Discussion and conclusion: TTP extracted from P. cocos possessed potential antiepileptic properties and is a candidate for further antiepileptic drug development.
Introduction
Epilepsy is one of the most prevalent and serious brain disorders, which can occur during many possible conditions with recurrent spontaneous seizures (Forsgren et al. Citation2005; Duncan et al. Citation2006). Nearly 65 million people worldwide suffer from this disease until now (Moshe et al. Citation2015). Patients with epilepsy are characterized by depression, anxiety, convulsions, and even loss of consciousness (Clancy et al. Citation2014; Maguire et al. Citation2014). Although efficient antiepileptic drugs and surgical procedures have improved during the past decade, these treatments are still unaffordable for most patients due to the high cost (Benamer & Grosset Citation2009; Newton & Garcia Citation2012; Beghi & Hesdorffer Citation2014). Furthermore, nearly all antiepileptic drugs have safety concerns and side effects (Malagon-Valdez Citation2004; Kaufman Citation2011), and an increasing number of patients are drug resistant (Noam et al. Citation2013; Laxer et al. Citation2014). Therefore, it is urgent to find novel therapeutic agents with few adverse effects. Poria cocos Wolf (Polyporaceae) is a saprophytic fungus that grows on the roots of pine trees in China and other Asian countries. Dried sclerotia of P. cocos, called Fuling, are widely used as a valuable medicine in traditional Chinese prescriptions (Song et al. Citation2011; Kang et al. Citation2015; Ueki et al. Citation2015). In the past decades, researchers from China and Japan have isolated the major known compounds from different parts of P. cocos and extensively investigated their biological activities. Previous studies have demonstrated that the surface layer of P. cocos has a remarkable diuretic effect (Zhao et al. Citation2012; Feng et al. Citation2013a), which has been tested for treatment of early renal injury and chronic kidney disease in rats (Zhao et al. Citation2013a–c); Furthermore, dried sclerotia of P. cocos was verified to have anti-inflammatory and hypoglycemic effects in prediabetes mellitus rats (Lee et al. Citation2014). Triterpenes as the major active compounds of P. cocos are mainly derived from a lanostane skeleton (Rios Citation2011), which have been reported to manage psoriasis, rheumatoid arthritis, septic shock, autoimmune uveitis and bronchial asthma (Cuellar et al. Citation1997; Giner et al. Citation2000; Spelman et al. Citation2006). However, the antiepileptic effects of triterpenes as well as underlying mechanisms remain to be determined.

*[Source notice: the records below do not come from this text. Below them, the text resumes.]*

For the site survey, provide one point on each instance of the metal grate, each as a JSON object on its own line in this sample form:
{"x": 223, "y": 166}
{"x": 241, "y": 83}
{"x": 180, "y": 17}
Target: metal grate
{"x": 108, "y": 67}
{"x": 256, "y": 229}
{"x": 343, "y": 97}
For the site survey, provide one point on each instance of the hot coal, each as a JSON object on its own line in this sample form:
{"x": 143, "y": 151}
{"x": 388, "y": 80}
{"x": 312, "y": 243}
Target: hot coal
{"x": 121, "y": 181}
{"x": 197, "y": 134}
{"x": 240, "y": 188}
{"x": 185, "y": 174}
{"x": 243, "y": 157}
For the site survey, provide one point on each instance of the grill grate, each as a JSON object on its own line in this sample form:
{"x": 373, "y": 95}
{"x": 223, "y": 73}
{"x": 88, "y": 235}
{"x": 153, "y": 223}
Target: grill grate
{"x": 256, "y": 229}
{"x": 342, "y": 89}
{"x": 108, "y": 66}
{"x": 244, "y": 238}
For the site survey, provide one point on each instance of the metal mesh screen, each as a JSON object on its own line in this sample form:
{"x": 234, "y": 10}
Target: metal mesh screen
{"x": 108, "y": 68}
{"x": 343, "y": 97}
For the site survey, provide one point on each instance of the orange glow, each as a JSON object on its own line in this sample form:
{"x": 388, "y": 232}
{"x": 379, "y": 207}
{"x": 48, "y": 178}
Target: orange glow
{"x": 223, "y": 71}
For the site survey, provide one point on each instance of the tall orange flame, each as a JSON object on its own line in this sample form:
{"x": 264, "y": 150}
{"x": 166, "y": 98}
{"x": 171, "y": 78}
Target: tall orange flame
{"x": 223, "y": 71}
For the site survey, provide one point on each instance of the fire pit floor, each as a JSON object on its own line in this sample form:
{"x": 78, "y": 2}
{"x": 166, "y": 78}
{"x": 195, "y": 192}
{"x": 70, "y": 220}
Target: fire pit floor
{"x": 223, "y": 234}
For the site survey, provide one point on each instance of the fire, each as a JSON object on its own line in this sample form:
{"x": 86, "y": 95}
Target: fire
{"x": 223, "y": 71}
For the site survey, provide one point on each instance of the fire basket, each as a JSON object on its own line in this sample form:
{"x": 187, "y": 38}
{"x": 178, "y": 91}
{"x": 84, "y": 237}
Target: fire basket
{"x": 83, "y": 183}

Our study focused on the antiepileptic activities of total triterpenes (TTP) isolated from P. cocos as well as the underlying benefits and molecular mechanisms that involve specific amino acids in the brain. Therefore, our investigation may provide a scientific basis for understanding potential uses of TTP in drug development.
Methods and materials
Plant material
The dried whole plant P. cocos was purchased from the Traditional Chinese Herbs Market in Xi’an, China and identified by Prof. Peng Lei (Department of Traditional Chinese Medicine, Shannxi Provincial People’s Hospital). A voucher specimen (No. 25021) was deposited at our laboratory.

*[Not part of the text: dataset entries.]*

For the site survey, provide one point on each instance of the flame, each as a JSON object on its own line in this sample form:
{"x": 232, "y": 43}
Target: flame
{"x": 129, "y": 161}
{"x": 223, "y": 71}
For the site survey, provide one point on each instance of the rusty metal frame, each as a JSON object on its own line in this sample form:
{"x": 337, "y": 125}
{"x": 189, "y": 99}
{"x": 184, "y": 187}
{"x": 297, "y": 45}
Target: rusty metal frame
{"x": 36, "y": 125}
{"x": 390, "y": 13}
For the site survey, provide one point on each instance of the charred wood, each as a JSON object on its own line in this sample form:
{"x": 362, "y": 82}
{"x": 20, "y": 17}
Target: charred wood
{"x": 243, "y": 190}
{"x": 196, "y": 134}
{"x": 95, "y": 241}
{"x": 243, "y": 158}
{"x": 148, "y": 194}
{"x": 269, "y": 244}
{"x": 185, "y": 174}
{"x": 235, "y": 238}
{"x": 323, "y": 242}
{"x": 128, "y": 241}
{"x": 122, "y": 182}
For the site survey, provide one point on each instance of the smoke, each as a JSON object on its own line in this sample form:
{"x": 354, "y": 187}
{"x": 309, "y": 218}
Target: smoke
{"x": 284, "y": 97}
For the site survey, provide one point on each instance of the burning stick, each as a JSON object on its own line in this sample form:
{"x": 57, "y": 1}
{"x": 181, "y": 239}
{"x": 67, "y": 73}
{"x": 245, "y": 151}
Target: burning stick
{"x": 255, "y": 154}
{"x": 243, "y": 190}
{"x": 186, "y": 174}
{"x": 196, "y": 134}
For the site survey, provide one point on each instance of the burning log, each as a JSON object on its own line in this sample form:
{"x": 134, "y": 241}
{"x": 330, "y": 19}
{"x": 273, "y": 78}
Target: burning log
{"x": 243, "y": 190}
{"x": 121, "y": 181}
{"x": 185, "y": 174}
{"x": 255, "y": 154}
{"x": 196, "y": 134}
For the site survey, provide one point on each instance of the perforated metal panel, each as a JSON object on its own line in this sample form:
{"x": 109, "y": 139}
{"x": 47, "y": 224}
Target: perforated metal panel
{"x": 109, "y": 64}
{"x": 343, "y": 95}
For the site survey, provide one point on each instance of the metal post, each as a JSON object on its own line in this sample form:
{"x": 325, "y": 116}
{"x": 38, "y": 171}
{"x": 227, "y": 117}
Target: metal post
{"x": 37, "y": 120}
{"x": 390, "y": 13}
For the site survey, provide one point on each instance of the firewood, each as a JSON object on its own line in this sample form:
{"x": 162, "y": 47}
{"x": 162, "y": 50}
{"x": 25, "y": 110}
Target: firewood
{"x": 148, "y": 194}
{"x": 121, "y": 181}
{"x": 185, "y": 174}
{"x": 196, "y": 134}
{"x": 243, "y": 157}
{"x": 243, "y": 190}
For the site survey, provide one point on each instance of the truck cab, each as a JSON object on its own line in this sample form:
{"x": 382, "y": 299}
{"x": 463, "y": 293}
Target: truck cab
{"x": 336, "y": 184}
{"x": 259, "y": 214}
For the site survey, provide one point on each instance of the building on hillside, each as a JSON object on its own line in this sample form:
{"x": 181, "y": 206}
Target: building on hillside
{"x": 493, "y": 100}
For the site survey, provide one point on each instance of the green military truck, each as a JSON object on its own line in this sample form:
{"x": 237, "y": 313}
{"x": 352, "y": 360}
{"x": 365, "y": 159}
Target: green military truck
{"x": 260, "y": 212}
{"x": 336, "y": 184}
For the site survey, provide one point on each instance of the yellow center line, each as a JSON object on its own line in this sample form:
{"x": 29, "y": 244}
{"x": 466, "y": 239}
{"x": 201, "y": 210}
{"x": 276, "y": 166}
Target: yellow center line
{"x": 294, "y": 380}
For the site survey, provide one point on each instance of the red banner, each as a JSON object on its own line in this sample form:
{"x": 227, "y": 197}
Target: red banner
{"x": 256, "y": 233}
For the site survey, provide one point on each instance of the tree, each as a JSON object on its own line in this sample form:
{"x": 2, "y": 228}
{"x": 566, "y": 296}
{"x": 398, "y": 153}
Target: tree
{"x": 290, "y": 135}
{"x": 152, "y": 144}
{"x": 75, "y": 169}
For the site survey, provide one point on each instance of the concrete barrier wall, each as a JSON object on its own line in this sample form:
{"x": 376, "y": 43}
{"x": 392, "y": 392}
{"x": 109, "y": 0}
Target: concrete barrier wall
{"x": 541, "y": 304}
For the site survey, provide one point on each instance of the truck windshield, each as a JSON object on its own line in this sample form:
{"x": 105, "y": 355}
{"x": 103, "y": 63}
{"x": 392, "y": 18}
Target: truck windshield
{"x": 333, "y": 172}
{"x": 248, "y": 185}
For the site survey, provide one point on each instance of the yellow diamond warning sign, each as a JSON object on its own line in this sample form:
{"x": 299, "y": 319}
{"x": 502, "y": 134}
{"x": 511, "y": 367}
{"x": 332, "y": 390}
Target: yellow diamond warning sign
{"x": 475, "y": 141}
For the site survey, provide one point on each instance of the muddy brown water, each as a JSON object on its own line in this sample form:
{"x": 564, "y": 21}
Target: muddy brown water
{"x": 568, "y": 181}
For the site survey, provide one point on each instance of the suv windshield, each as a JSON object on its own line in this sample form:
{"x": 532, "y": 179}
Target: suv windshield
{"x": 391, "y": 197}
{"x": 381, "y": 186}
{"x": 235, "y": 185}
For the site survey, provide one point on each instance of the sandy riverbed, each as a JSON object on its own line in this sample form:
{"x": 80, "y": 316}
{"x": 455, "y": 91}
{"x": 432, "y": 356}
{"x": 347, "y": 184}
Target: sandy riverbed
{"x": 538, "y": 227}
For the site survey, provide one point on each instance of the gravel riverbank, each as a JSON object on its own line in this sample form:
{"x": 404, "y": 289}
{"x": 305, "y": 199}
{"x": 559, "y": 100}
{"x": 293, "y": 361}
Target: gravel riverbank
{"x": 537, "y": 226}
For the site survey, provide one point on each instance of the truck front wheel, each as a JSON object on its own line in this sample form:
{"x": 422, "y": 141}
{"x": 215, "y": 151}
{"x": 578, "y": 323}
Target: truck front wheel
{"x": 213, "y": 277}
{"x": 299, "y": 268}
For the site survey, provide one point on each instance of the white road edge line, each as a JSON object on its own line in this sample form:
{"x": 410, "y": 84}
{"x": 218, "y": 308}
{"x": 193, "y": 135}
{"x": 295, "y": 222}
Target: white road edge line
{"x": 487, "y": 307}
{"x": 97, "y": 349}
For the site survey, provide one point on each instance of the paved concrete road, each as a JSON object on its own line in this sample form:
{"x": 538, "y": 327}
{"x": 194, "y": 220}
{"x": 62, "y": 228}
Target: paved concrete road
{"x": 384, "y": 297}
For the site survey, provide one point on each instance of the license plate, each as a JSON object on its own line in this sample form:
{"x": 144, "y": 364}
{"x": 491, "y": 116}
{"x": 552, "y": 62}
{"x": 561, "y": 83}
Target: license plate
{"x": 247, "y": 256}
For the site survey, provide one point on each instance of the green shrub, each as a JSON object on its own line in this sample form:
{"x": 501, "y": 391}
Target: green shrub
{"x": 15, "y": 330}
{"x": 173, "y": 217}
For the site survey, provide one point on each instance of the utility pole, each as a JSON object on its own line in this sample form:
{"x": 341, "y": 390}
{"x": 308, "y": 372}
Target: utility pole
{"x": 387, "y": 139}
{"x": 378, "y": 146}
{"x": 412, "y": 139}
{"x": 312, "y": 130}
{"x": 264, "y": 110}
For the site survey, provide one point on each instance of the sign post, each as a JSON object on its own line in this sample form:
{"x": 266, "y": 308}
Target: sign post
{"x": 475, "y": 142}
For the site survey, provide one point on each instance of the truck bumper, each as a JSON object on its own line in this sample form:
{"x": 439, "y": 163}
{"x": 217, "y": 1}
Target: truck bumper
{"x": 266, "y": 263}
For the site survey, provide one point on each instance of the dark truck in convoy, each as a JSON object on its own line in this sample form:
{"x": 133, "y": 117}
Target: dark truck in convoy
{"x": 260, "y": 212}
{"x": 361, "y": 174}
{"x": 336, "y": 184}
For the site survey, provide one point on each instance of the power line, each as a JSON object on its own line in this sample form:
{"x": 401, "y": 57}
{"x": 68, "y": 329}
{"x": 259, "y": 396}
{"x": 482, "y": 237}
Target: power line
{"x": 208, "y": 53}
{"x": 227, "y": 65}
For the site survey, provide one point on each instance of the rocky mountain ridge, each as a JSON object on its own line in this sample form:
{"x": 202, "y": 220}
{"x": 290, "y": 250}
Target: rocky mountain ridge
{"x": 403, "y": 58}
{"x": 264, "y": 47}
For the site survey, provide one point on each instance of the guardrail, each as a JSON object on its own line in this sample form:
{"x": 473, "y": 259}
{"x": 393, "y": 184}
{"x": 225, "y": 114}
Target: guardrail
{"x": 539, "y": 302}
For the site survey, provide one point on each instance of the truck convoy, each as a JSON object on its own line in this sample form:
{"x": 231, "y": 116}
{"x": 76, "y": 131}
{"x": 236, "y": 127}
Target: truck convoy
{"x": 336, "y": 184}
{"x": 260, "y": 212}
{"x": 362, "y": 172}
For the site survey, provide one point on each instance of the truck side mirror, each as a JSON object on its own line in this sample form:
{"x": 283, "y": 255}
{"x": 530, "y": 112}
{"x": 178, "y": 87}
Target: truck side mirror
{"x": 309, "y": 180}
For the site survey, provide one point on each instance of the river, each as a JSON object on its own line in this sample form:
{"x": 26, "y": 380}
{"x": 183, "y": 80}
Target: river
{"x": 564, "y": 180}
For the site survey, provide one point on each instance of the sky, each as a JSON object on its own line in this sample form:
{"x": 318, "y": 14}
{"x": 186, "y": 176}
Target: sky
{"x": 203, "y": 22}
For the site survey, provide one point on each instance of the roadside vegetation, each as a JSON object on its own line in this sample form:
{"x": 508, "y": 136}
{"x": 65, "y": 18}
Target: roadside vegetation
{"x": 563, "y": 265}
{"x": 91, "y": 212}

Preparation of the extract
To prepare TTP, the dried whole plant of P. cocos (1 kg) was ground into fine powder by disintegrator and extracted three times with 6 L volumes of 95% ethanol for 30 min by ultrasonic method, the extracts were combined together and filtered with 0.45 μm filter. Then the filtrate was concentrated under reduced pressure and lyophilized by vacuum evaporation to yield dried powder. The solid powder (4.2 g) was diluted in normal saline (0.9%) for further preparation.

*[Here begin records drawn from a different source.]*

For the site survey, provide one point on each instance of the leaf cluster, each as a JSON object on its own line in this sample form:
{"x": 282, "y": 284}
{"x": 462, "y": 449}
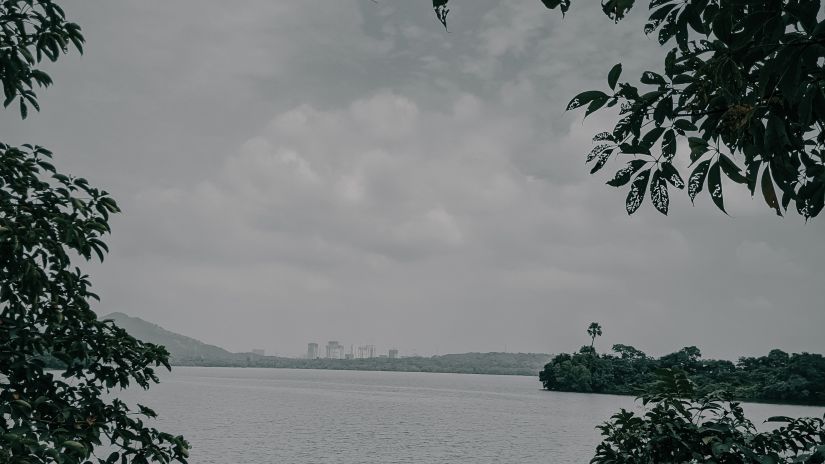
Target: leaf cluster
{"x": 31, "y": 31}
{"x": 679, "y": 426}
{"x": 48, "y": 221}
{"x": 742, "y": 89}
{"x": 777, "y": 377}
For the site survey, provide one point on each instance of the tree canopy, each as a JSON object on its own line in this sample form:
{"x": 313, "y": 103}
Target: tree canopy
{"x": 48, "y": 220}
{"x": 742, "y": 87}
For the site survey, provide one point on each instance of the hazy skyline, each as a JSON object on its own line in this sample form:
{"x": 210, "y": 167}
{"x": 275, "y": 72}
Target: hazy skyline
{"x": 310, "y": 171}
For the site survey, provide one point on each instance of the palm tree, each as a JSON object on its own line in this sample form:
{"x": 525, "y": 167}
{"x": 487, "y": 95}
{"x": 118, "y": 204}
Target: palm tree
{"x": 594, "y": 330}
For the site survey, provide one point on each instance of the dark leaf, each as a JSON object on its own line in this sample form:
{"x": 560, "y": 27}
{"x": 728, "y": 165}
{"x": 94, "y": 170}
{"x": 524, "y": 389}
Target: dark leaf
{"x": 715, "y": 186}
{"x": 696, "y": 181}
{"x": 636, "y": 195}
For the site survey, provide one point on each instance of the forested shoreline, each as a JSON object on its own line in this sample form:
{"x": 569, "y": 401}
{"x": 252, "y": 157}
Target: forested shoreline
{"x": 778, "y": 377}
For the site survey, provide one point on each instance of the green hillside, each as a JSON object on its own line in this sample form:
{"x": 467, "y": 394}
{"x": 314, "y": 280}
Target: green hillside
{"x": 187, "y": 351}
{"x": 183, "y": 350}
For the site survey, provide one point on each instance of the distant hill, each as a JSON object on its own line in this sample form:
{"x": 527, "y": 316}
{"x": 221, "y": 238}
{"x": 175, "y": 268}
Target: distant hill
{"x": 183, "y": 350}
{"x": 187, "y": 351}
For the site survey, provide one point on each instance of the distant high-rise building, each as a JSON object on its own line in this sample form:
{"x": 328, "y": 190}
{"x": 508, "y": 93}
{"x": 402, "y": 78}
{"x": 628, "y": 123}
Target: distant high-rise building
{"x": 312, "y": 351}
{"x": 335, "y": 350}
{"x": 366, "y": 351}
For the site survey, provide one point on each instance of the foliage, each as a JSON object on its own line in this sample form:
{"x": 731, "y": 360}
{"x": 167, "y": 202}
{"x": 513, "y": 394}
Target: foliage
{"x": 777, "y": 377}
{"x": 742, "y": 86}
{"x": 681, "y": 426}
{"x": 48, "y": 219}
{"x": 594, "y": 330}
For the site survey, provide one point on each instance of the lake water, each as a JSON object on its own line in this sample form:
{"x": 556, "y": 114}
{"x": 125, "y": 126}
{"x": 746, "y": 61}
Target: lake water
{"x": 295, "y": 416}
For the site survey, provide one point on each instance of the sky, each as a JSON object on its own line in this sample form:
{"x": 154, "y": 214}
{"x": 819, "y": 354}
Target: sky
{"x": 305, "y": 171}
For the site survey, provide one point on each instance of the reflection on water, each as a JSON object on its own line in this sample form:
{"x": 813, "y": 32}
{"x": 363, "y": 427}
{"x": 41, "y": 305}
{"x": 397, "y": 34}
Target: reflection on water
{"x": 318, "y": 416}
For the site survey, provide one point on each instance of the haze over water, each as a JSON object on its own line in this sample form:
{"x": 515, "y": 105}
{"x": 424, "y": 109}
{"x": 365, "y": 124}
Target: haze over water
{"x": 259, "y": 416}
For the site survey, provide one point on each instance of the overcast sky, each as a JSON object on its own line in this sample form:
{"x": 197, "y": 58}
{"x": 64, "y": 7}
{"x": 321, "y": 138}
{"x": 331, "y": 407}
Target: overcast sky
{"x": 298, "y": 171}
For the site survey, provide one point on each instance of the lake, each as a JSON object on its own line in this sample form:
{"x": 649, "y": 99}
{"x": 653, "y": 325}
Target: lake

High-performance liquid chromatography (HPLC) fingerprint analysis
The chromatographic system we used includes a Shimadzu LC-20AT system (Shimadzu Corporation, Kyoto, Japan) equipped with SPD-M20A UV-diode array detector and Windows LC solution software (Shimadzu Corporation, Kyoto, Japan), column, VP-ODS 5 μm and dimensions (4.6 × 250 mm). Chromatographic conditions include a mobile phase: solvent A, water; solvent B, acetonitrile; flow rate 1 mL/min; and detection UV 242 nm. The HPLC solvent gradients were 0.01 min, solvent B 40%; 1–25 min, solvent B 56%; 26–45 min, solvent B 67%; 46–70 min, solvent B 67%; 76–100 min, solvent B 100%. The column oven temperature was 30 °C.
Drugs and chemicals
Pentylenetetrazole (PTZ) and phenobarbital sodium were purchased from Sigma Chemical Co. (St. Louis, MO) and diazepam (DZP) was obtained from Roche Product Ltd. (Welwyn Garden City, UK). The standard agents of aspartic acid (Asp), γ-aminobutyric acid (GABA), glutamic acid (Glu) and glycine (Gly) were purchased from the National Institutes for Food and Drug Control (Beijing, China). Glutamate decarboxylase 65 (GAD65) and GABAA monoclonal antibodies, goat anti-rabbit/HRP antibody and β-actin antibody were purchased from Abcam Co. (Shanghai, China). All other chemicals were of analytical reagent grade.
Animals
Male ICR mice (18–22 g) and Wistar rats (180–220 g) were obtained from the Animal Center of Shaanxi Provincial People’s Hospital, Xi’an, China. Animals were housed at 25 °C with a 12 h light/dark cycle and provided with standard laboratory food and water ad libitum. The animal experiments were in accordance with the Animal Care and Use Committee of Shaanxi Provincial People’s Hospital and in compliance with the Chinese National Institute of Health Guidelines for Care and Use of Laboratory Animals.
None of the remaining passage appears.